The experts may be able to pick up a host of subtle flavors and nuances that you might not see right away, but those differences aren’t the ones that make the most difference in determining whether you’ll enjoy a wine or not. If wines weren’t super flexible at pleasing us, they wouldn’t stand up to our demanding expectations of them. To get the most out of wine, all you really need to do is pay attention to obvious things, like body and texture and dominant tastes. In less than an hour, anyone can learn how to assess these characteristics and begin to put them to best use by matching them to their own personal preferences, which is something they should know better than anyone else.  Those preferences are certainly something reviewers and raters hundreds or thousands of miles away will know very little about, no matter how quickly they can pick up “a soupçon of asparagus” in a wine.

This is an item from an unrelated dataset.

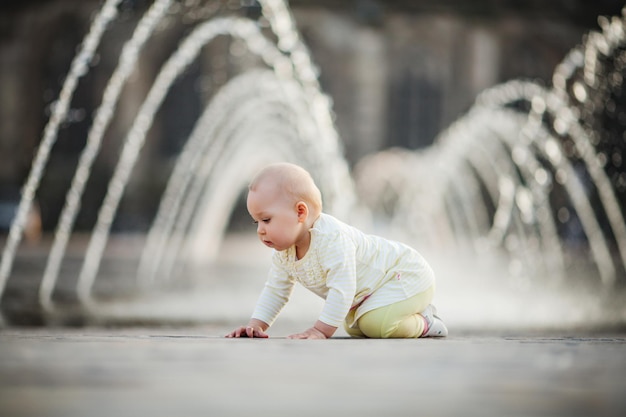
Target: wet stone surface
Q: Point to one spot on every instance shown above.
(195, 371)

Whenever you take the first sip of a wine your not familiar with, try not to judge it too hastily. Be aware of the different impressions the wine gives you as you continue to drink it. Let those blend in to form an overall impression that includes what you experience in your last sip and especially the tastes that persist afterward. I like to think of the first sip as “the sip that starts the conversation” with a wine.  Imagine it saying: “I could be something special for you. Are you curious about me?” That should help you give it the second chance it deserves. Ultimately, the magic of a first sip is in its promise —its ability to show that the wine has more to give.